Firstly, operating in London brings huge economic advantages that have been exacerbated by Financial Fair Play (FFP). Matchday and commercial revenues are arguably the most crucial factor in determining the expansionist capacities of ambitious clubs, and London holds a large advantage over the North East in this department. Newcastle may attract more than 50,000 fans to each game, but their matchday takings (£26m) are less than Tottenham’s (£35m) or Chelsea’s (£71m), despite boasting a greater stadium capacity.

Since both Newcastle and Sunderland have spent handsomely on transfers and wages in recent years, a financial gap between cities may seem like an unlikely cause of the chasm, but in fact their geographical disadvantage may be playing a large role in their overpriced signings and overpaid staff.

Despite the annual struggle to stay in the Premier League, Sunderland have not lost to Newcastle in their last seven encounters. (Getty)

In the league table of net transfer spend over the past five seasons, Newcastle lie 7th and Sunderland 8th; they are 8th and 10th respectively in the player salary table.
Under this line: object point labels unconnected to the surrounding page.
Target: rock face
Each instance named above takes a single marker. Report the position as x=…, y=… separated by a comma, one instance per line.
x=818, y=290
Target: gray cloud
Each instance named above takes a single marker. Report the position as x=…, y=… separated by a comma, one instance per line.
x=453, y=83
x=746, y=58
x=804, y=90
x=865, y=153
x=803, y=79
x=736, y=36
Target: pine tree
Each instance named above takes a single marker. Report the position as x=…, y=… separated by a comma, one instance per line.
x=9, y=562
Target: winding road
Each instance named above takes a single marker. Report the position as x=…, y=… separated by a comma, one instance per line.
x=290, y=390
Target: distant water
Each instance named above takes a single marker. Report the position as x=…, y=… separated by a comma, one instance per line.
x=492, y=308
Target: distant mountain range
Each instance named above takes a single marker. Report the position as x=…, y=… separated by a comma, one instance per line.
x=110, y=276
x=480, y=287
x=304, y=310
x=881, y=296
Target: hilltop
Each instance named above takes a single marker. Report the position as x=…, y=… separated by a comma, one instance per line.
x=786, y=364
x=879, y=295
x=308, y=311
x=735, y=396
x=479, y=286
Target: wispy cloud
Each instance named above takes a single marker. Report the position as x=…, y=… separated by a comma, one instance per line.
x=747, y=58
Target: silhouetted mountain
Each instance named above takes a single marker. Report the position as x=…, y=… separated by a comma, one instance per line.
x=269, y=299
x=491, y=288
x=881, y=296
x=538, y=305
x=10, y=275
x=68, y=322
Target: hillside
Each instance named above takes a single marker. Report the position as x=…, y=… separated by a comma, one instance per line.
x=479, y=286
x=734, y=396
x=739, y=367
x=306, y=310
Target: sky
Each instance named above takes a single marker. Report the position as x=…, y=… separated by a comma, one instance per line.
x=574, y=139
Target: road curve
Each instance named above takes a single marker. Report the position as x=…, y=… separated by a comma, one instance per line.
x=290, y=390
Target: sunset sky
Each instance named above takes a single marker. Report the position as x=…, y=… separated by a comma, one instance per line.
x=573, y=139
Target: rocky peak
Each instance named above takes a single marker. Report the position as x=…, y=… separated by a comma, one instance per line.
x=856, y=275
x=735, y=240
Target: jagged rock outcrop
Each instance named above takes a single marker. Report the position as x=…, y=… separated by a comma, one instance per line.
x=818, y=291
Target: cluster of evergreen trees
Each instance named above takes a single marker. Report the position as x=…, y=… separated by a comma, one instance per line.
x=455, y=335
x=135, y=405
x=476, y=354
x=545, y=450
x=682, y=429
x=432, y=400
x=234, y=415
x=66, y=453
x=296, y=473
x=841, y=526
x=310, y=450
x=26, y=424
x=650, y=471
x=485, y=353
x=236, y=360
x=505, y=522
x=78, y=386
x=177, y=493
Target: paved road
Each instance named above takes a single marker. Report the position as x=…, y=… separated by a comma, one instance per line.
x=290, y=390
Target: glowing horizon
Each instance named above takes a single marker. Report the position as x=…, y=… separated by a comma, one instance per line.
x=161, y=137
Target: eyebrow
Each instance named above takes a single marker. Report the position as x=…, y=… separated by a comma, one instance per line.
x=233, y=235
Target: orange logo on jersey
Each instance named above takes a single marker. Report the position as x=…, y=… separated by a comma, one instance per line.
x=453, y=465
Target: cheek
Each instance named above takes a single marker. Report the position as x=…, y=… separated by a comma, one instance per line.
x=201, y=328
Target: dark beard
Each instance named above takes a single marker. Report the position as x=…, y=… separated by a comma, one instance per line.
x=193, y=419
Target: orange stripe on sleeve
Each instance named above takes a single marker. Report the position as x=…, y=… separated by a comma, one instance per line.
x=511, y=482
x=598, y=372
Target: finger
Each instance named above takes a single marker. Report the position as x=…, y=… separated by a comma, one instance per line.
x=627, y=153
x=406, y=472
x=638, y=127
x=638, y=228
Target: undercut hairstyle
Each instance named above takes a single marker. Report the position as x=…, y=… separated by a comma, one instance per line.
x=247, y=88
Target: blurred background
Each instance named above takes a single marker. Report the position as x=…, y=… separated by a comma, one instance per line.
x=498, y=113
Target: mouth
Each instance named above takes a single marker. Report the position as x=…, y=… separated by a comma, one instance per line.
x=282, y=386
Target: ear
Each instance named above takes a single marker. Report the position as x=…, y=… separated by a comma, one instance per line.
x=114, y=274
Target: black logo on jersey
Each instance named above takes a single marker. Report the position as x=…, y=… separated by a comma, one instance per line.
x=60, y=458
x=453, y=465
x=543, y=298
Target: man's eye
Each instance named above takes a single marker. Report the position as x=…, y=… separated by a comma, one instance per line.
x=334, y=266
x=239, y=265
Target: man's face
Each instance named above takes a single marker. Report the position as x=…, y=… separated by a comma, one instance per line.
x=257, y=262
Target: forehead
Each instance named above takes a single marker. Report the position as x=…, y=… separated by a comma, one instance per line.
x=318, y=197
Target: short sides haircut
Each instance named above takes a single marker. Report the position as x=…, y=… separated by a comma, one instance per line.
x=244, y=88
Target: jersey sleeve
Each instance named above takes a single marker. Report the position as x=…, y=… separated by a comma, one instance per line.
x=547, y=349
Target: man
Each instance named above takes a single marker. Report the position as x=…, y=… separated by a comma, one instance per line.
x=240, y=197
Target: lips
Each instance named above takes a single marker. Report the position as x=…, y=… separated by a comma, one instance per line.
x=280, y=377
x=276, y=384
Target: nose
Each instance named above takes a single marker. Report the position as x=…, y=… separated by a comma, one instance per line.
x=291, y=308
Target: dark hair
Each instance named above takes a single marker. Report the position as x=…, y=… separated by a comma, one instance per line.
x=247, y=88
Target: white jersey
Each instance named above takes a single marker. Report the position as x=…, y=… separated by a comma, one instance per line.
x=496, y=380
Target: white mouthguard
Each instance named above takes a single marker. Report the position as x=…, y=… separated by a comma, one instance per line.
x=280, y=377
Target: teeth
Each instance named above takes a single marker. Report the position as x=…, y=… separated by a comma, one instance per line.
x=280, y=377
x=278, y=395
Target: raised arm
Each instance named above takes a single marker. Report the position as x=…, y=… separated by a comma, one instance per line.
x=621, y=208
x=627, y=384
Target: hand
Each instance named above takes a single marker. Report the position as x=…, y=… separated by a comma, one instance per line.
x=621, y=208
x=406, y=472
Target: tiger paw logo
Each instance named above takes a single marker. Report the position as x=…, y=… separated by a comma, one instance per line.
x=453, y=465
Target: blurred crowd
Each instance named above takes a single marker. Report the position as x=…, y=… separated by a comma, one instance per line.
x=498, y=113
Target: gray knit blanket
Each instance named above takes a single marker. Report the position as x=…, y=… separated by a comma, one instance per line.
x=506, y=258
How has this happened? The short answer may simply be that, as numerous former managers have hypothesized, players simply do not want to live and play in the North East. As a result, players are offered inflated salaries to tempt them up North, which in turn creates a squad consisting largely of players driven more by money than ambition; in such a culture, drab relegation battles become an inevitability.

In his recent autobiography, Roy Keane said “Sunderland is pretty bleak”, and that players “wanted compensation for the cold and dark nights”. Gary Neville recently asked in his Telegraph column: “when was the last time a really top player played at Newcastle, or Sunderland, or signed for one of those clubs? Does any top player now want to go and live in Newcastle or Sunderland or Middlesbrough?” This sentiment was echoed by Gus Poyet, who claimed that “when you give certain types of players the option of going to London or the North East in the same conditions, 99 from 100 will choose London”.

Roy Keane complained during his time at Sunderland that it was difficult to attract players (Getty Images)

If that is true, then what personality is reflected in that rare 1%? Perhaps the eternally cyclical headlines - sauntering defenders in disarray, gutless displays on rainy afternoons, and an infamous drinking culture at Sunderland – offer us the most likely answer. Skim read the squad list of both North East clubs and examples of uncaring players are everywhere in sight. The Secret Footballer has confirmed these suspicions on numerous occasions: “there are problems at Sunderland – big problems. They have too many players who do not have enough respect for the game”.

English football has traditionally been dominated by the North. The world’s oldest football club was Sheffield FC (founded in 1857), and the first Football League of 1888 contained entirely clubs from the Midlands and Lancashire. Since its inception, 79 of the 116 titles have been won by Northern teams. But if you remove Liverpool and Manchester from the recent statistics – two vast cultural and economic cities that buck the trend in terms of perceptions of the North – then no team North of London has finished in the top five for 12 years.

The gap between rich and poor is ever-expanding in our post-FFP world, and as it does it is London – prosperous, trendy, and desirable – that inflates and bulges until it dominates the English landscape. Sunderland’s and Newcastle’s combined points tally of nine points from 17 games reflects Northern football’s rapid decline, despite the passion and loyalty of its enormous fan base. The task facing Sam Allardyce is monumental.